Advertisement

Facilidades para investir em áreas que estão sendo privatizadas

Isenção de impostos para o setor de petróleo, gás natural e biocombustíveis.

Mercado Financeiro / 23:15 - 17 de Jun de 2019

Siga o Monitor no twitter.com/sigaomonitor

O ministro de Minas e Energia, Bento Albuquerque, assinou a portaria que regulamenta o processo de enquadramento de projetos prioritários no setor de petróleo, gás natural e biocombustíveis para emissão de debêntures incentivadas, área em que a Petrobras vem perdendo participação com o programa de privatização imposto pelo atual governo. Mas segundo o ministro, a portaria contribuirá para destravar investimentos nessas três áreas.

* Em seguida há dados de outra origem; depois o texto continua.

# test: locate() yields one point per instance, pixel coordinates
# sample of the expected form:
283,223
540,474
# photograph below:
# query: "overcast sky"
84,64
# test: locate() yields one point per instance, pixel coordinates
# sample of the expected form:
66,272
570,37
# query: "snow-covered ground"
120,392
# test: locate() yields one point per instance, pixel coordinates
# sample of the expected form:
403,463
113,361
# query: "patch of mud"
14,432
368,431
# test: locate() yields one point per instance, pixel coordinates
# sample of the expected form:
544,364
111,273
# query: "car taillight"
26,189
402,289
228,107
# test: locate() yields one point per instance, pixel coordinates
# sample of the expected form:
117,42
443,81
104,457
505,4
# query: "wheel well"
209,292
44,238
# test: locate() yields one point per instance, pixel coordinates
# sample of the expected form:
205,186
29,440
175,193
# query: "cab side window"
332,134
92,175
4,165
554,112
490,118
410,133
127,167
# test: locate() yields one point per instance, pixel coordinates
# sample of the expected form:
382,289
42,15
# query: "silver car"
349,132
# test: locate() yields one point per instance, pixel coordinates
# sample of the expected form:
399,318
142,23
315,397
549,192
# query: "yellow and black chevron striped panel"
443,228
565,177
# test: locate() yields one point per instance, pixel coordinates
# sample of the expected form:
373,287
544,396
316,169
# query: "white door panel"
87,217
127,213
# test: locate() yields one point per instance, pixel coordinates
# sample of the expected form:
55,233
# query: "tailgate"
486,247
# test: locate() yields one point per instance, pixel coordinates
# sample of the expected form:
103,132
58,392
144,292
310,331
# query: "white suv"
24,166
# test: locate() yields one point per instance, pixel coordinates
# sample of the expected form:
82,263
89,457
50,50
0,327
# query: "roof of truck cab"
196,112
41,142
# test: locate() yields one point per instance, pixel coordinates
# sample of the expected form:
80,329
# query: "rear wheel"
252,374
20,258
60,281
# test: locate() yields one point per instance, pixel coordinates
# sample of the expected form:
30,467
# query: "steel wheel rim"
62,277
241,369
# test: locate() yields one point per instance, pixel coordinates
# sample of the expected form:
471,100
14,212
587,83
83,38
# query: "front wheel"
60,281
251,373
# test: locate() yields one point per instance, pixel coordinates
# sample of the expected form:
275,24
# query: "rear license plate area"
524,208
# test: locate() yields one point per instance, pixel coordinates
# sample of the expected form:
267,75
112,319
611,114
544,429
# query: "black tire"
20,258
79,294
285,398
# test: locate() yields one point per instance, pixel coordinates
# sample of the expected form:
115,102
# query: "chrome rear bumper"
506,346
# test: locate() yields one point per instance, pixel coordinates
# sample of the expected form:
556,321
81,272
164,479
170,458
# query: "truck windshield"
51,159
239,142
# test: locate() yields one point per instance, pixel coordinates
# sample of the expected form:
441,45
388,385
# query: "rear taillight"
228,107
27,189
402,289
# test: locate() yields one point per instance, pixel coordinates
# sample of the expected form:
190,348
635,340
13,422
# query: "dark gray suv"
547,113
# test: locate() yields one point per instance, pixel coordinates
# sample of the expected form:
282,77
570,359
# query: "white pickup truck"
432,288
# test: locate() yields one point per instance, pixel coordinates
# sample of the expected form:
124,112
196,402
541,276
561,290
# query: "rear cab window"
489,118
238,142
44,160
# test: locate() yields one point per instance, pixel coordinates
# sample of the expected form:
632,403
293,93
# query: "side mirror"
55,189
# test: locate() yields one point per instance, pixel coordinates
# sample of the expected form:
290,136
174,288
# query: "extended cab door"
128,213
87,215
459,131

Com a medida, as empresas poderão captar recursos com a isenção de impostos para investidores, o que possibilitará ampliar investimentos em projetos de implantação, ampliação, manutenção, recuperação, adequação ou modernização de empreendimentos em infraestrutura no segmento de petróleo, gás e biocombustíveis. “Hoje concluímos um ato do governo federal que traduz perfeitamente o que pretendemos fazer para destravar os investimentos que o país tanto precisa, gerando emprego e renda”, declarou o ministro. 

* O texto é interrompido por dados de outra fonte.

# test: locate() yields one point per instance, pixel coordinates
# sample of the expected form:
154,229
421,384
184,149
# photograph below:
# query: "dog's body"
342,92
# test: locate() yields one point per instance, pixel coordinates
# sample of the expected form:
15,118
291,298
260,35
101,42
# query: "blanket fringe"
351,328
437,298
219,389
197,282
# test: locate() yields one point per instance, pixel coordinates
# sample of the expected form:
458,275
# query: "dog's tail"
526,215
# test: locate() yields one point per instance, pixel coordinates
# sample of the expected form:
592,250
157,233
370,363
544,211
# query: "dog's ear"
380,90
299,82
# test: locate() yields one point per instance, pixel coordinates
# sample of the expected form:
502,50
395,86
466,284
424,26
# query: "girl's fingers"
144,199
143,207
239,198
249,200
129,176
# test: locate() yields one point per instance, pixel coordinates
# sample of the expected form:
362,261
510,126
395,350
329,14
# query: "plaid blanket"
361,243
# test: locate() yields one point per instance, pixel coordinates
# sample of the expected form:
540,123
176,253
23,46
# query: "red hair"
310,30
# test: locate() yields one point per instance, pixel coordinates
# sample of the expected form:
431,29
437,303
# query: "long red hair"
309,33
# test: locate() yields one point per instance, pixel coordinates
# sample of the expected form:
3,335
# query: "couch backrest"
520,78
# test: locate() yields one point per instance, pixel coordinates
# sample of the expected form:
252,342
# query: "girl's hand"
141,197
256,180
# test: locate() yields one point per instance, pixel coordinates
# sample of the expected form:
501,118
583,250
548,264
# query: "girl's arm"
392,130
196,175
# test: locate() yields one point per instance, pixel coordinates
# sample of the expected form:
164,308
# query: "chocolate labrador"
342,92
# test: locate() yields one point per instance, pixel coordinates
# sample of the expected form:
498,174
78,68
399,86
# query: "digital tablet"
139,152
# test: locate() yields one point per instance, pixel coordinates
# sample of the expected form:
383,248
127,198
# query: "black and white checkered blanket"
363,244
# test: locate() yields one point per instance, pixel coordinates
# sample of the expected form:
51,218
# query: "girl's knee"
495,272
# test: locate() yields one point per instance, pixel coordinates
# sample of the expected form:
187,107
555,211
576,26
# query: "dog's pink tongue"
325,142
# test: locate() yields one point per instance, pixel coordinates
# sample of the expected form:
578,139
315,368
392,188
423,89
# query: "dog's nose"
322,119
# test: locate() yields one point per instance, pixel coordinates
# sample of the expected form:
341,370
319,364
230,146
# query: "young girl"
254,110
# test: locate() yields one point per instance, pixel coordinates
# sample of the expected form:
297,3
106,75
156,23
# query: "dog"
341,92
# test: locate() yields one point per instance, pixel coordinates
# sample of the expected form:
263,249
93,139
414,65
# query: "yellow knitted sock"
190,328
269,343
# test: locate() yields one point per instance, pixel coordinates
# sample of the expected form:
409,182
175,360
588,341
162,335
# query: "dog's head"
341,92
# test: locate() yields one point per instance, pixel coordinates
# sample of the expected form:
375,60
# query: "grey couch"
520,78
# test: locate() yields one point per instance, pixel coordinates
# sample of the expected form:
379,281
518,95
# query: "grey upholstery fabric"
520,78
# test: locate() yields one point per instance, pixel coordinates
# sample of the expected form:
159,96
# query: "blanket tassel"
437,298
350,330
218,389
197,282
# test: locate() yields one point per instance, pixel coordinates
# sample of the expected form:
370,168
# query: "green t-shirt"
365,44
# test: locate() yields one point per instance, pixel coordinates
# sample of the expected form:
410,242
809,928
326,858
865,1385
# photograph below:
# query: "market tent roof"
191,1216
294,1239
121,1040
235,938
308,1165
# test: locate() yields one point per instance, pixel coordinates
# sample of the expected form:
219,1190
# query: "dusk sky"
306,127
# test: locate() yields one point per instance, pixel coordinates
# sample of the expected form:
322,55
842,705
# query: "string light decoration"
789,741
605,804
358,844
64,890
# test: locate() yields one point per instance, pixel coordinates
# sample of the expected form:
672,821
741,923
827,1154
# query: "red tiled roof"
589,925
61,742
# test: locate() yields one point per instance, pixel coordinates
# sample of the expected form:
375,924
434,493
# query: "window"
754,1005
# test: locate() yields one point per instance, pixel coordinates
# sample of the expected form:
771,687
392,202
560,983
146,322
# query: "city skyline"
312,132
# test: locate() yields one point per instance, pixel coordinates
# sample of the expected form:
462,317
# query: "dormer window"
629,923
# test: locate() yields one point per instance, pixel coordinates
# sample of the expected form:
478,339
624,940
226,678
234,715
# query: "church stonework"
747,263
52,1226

O decreto que regulamenta o benefício fiscal das debêntures de infraestrutura, previsto na Lei nº 12.431, contempla atualmente sete setores: logística e transporte, mobilidade urbana, energia, telecomunicações, radiodifusão, saneamento básico e irrigação.

Além do ministro de Minas e Energia a abertura do evento contou com a presença da ministra da Agricultura, Tereza Cristina, do ministro da Casa Civil, Onyx Lorenzoni, do governador de São Paulo, João Dória, do presidente da Apex-Brasil, Sergio Ricardo Segovia Barbosa, entre outras autoridades.  

 

Investimentos

A extensão da isenção de impostos na captação de recursos destinados ao setor de petróleo, gás natural e biocombustíveis deve contribuir para ampliar benefícios de programas lançados pelo MME. A expectativa é que a medida reforce as metas do RenovaBio com a expansão do número de usinas de biocombustíveis e, consequentemente, aumente a oferta do etanol, podendo reduzir o preço dos combustíveis ao consumidor.

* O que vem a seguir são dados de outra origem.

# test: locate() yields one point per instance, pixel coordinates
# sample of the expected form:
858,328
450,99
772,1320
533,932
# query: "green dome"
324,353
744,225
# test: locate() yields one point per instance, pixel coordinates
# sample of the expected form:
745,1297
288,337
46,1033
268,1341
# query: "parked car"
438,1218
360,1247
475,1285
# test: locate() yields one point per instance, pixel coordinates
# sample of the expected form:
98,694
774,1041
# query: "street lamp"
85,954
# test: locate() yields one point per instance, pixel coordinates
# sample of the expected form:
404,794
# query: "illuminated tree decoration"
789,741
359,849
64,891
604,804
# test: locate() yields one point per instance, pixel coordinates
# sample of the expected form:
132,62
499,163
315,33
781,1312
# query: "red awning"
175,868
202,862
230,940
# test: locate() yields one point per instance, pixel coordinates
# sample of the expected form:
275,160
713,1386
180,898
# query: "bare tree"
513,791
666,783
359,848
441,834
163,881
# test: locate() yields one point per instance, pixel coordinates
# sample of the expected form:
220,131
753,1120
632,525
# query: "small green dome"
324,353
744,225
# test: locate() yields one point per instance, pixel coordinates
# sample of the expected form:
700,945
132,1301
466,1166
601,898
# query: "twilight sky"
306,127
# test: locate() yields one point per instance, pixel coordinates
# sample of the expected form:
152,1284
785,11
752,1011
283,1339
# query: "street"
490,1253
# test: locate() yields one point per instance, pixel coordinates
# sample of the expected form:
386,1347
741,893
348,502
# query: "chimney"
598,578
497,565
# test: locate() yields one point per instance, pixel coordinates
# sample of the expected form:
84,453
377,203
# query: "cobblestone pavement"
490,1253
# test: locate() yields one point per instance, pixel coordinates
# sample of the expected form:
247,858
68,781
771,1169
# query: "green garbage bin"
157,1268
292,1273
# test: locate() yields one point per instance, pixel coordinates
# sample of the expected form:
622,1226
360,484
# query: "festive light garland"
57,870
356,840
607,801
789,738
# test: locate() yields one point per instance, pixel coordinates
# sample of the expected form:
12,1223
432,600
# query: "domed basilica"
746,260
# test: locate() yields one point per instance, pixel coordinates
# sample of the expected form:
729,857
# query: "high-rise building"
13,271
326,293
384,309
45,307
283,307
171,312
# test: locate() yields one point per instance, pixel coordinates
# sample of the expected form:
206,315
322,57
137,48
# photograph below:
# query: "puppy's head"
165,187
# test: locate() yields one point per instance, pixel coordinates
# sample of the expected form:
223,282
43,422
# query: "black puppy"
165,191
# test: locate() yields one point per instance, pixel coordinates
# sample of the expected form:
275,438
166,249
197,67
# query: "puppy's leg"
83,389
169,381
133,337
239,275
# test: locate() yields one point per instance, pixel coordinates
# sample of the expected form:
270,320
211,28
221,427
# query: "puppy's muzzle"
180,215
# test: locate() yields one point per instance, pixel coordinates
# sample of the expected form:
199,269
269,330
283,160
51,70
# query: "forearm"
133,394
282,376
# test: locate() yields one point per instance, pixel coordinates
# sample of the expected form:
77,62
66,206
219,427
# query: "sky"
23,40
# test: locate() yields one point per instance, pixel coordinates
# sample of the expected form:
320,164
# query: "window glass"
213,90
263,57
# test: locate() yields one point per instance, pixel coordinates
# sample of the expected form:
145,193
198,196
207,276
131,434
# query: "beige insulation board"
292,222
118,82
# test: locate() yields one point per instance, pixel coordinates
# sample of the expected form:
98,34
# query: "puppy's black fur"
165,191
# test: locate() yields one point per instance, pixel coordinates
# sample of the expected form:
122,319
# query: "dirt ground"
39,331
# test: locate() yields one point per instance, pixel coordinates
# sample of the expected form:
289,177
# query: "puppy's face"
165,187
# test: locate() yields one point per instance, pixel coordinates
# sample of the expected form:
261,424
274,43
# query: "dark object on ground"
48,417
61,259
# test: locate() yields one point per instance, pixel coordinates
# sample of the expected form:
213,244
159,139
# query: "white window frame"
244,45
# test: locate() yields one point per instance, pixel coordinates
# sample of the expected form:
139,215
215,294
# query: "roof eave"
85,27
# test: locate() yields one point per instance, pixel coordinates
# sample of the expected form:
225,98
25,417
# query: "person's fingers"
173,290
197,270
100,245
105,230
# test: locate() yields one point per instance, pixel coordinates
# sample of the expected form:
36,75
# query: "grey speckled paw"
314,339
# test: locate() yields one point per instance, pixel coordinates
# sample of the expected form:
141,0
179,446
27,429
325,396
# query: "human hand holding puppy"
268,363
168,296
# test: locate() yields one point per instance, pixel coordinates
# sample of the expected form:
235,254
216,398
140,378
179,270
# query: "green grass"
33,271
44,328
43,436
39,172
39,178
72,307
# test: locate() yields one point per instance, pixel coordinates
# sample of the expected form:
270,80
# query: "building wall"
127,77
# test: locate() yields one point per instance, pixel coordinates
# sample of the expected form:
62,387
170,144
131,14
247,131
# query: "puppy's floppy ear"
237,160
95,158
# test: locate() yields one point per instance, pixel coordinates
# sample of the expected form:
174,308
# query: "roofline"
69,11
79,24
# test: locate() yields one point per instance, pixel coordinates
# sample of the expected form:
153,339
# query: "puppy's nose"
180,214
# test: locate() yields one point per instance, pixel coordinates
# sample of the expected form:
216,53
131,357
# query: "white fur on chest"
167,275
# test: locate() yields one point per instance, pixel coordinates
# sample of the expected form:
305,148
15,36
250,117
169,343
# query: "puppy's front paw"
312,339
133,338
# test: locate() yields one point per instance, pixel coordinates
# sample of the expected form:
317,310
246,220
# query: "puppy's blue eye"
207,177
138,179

Espera-se o destravamento de investimento de aproximadamente R$ 9 bilhões por ano com a renovação de canaviais e mais R$ 4 bilhões com o aumento da produção de cana-de-açúcar eliminando capacidade ociosa do parque produtivo sucroenergético. “Com a entrada em vigor do RenovaBio, os investimentos serão ainda maiores. Estimamos que serão necessários cerca de R$ 60 bilhões ao ano neste setor”, afirmou.

A cerimônia foi realizada em São Paulo, durante o Ethanol Summit 2019 nesta segunda-feira, maior evento sobre temas do setor sucroenergético na América Latina, realizado pela União da Indústria de Cana-de-Açúcar (Unica). O evento encerra nesta quarta-feira.